A brief summary of what we considered to be the most relevant results is given below.

  • Regarding Work Environment, the top three issues of importance were: Salary (38.4% said it was either the most important or second most important issue), Sufficient Employment Benefits (32.4%), and Handling meaningful projects/tasks in my position (31.0%).
  • Regarding Employee Benefits, Tuition Assistance received the highest percentage of respondents that were dissatisfied (22.7% were either Dissatisfied or Very Dissatisfied). One-third (34.2%) of the part-time respondents were not satisfied with Tuition Assistance benefits, the largest of any sub-group. Faculty were a close second with 31.4%.
  • Nearly one in five respondents (18.5%) felt that K-State has inadequate lighting on campus walkways.
  • Regarding Culture, 38.2% of the respondents did not feel that women were adequately represented among departmental leadership positions. Likewise, 34% felt that women were not adequately represented among college leadership positions.
    • The top three issues of importance were: Developing appropriate programs for female employee recruitment and retention (43.9% said it was either the most important or second most important issue), Developing appropriate support organizations for female employees (36.2%), and Increasing the number of university/college level leadership positions held by women (33.3%).
  • Regarding Family, 31.7% of respondents either disagreed or strongly disagreed that employees with children are treated the same as employees without children.
    • When separated by gender, only 14.7% of the respondents felt that men without children were treated differently then men with children. However, 37% of the respondents felt women without children were treated differently than women with children.
    • Over half of the respondents (51.5%) felt that childcare was an issue for every employee and nearly three quarters (72.2%) felt that child care facilities for K-State employees should be a priority.
  • Current Boss(43.6%), Family Support(39.7%), Co-Workers(38.9%), Education/Training (34.9%) and Previous Boss (32.3%) were the most popular contributors to career success.

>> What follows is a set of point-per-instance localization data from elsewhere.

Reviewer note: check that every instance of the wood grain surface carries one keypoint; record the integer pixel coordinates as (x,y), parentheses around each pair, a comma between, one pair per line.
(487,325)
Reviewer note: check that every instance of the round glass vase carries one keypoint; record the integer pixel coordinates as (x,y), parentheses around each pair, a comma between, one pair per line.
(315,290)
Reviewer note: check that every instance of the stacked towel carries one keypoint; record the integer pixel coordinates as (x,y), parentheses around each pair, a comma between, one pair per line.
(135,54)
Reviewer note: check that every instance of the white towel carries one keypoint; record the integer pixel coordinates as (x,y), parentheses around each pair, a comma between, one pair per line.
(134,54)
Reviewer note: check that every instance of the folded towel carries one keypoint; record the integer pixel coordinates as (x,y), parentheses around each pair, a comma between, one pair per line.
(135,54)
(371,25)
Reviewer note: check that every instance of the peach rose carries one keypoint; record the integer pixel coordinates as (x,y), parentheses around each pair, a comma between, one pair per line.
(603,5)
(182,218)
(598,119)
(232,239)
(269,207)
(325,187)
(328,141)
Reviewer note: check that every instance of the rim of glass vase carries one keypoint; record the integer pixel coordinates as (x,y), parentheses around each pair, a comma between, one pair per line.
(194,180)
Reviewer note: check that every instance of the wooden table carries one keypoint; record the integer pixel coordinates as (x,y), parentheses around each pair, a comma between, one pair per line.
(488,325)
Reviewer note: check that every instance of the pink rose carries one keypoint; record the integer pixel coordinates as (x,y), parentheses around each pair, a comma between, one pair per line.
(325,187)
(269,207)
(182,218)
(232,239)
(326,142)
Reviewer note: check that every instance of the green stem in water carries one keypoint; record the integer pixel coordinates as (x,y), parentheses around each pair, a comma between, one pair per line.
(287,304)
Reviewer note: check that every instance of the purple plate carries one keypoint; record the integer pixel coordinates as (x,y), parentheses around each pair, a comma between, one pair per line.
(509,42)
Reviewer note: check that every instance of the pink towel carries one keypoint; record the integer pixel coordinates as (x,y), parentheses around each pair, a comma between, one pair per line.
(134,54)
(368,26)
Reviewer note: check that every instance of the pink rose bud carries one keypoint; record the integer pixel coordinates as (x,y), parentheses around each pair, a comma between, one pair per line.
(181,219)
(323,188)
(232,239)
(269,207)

Budget Issues (51.8%), Equity in Pay (43.5%), and Work/Life Balance (38.5%) were the most popular barriers to carrier success.
  • The top three issues for the K-State community to address in the next two years were: Matching compensation with job requirements (57.6% said it was either the most important or second most important issue), Providing compensation for additional workloads during the latest budget crunch (36.6%), and Addressing issues of salary equity between males and females on campus (31.8%).
  • The top three issues for the K-State community to address in the next three to five years were: Increasing compensation for both men and women (33.4% said it was either the most important or second most important issue), Matching responsibility with compensation (29.9%), and Addressing issues of salary equity between males and females on campus (28.1%).
  • Comparisons by sex, academic classification, and college showed no meaningful differences.